HMG must provide clarity of purpose and desired outcomes via integrated, sustained and straightforward energy policy. Support must be offered to new projects, R&D and product/service development to allow new technologies and commercial models to be trialled. This must take place at scale and with pace so that socio-economics and environmental requirements can rapidly evolve ‘winning’ solutions that meet the needs of the nation.
There are two major challenges that must be addressed in order to scale up Hydrogen as a mainstream energy vector.
Government has a key role to play in providing financiers with confidence that Hydrogen energy systems will serve an important purpose within the future UK energy marketplace. This will require long term, strategic and sustained interventions with the purpose of incentivising investment into low-carbon Hydrogen projects (at scale) whilst disincentivising high-carbon alternatives over time, to gradually transition the UK energy system from one to another whilst minimising the risk of disruption and ensuring that such a transition takes place in a timely manner (in line with Net-zero obligations).
At present, there is no definitive statement of intent from HMG that this is the desired route forwards at a scale required to meet net-zero. As such, uncertainty prevails within the investment community and significant levels of private finance may not be forthcoming in the future (at the rate of scale required for Net-zero obligations). The UK is host to vast potential for the deployment of renewables and plays host to significant capability for new nuclear (both large and small), but this potential must be turned into reality via the combined action of Government and industry if we are to achieve Net-zero.
It is too early to provide a definitive final answer on cost-benefit analysis of Hydrogen adoption and deployment. Significant work in this field has been undertaken by both the ETI, Energy Systems Catapult and research groups such as that at Imperial College London. These (and other) groups should be supported to continue to develop analysis as the understanding of technologies, commercial models and future system configurations evolves.
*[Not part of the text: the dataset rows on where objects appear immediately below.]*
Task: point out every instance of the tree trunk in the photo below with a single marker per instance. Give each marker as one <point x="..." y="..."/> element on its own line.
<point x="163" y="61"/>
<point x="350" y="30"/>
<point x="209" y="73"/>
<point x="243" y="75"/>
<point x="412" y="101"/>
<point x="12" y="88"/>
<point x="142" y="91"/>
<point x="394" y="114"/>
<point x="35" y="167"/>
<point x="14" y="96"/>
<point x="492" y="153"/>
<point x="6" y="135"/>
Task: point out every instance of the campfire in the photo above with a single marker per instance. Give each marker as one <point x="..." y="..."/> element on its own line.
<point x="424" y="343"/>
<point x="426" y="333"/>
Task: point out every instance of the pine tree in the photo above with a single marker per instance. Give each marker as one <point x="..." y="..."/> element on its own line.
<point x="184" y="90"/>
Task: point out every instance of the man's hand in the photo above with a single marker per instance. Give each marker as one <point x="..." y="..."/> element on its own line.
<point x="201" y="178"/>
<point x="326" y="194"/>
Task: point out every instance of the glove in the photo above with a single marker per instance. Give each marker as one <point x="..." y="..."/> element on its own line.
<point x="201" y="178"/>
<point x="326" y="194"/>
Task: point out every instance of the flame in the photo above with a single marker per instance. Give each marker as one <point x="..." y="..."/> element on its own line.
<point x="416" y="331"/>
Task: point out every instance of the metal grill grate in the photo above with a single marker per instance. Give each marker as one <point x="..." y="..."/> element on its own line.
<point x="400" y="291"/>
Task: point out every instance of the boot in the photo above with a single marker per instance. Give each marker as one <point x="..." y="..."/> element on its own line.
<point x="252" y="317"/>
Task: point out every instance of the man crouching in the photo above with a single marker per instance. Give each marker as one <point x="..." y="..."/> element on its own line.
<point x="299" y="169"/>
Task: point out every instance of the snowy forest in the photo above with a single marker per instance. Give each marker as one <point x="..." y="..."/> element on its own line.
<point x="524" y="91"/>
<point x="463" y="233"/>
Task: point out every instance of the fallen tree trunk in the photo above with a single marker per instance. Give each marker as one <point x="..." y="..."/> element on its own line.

Again, whilst it is too early to provide a ‘final’ answer, much work has already been undertaken by the likes of the ETI, Energy Systems Catapult and research groups such as that at Imperial College London in the UK. Additionally, the Royal Society report on Nuclear Cogeneration of Hydrogen signposts important opportunities for near term (Small Modular Reactor – SMR) and longer term (Advanced Modular Reactor – AMR) low carbon technologies that the UK could lead in developing to serve both UK and export markets. Once more, the UK must decide if it wishes to play a ‘lead’ or ‘follower’ role in the development of the full-spectrum of Hydrogen generation infrastructure from energy source to end-user. Mixed approaches may be viable, but with obvious consequences to UK export potential and the sustainability of national low-carbon job creation.
Internationally, significant work is ongoing in the USA as part of the National Renewable Energy Laboratory (NREL) Hydrogen programme. Additionally, similar work is underway supported by Hydrogen Europe and in Japan as part of the Japanese Government’s ‘Basic Hydrogen Strategy’. It is important to recognise that energy has dominated global geo-politics since the beginning of the industrial revolution, and it seems unlikely that this will change substantively in the future. Having a strong national capability in Hydrogen energy may be of significance beyond the core focus of Net-zero.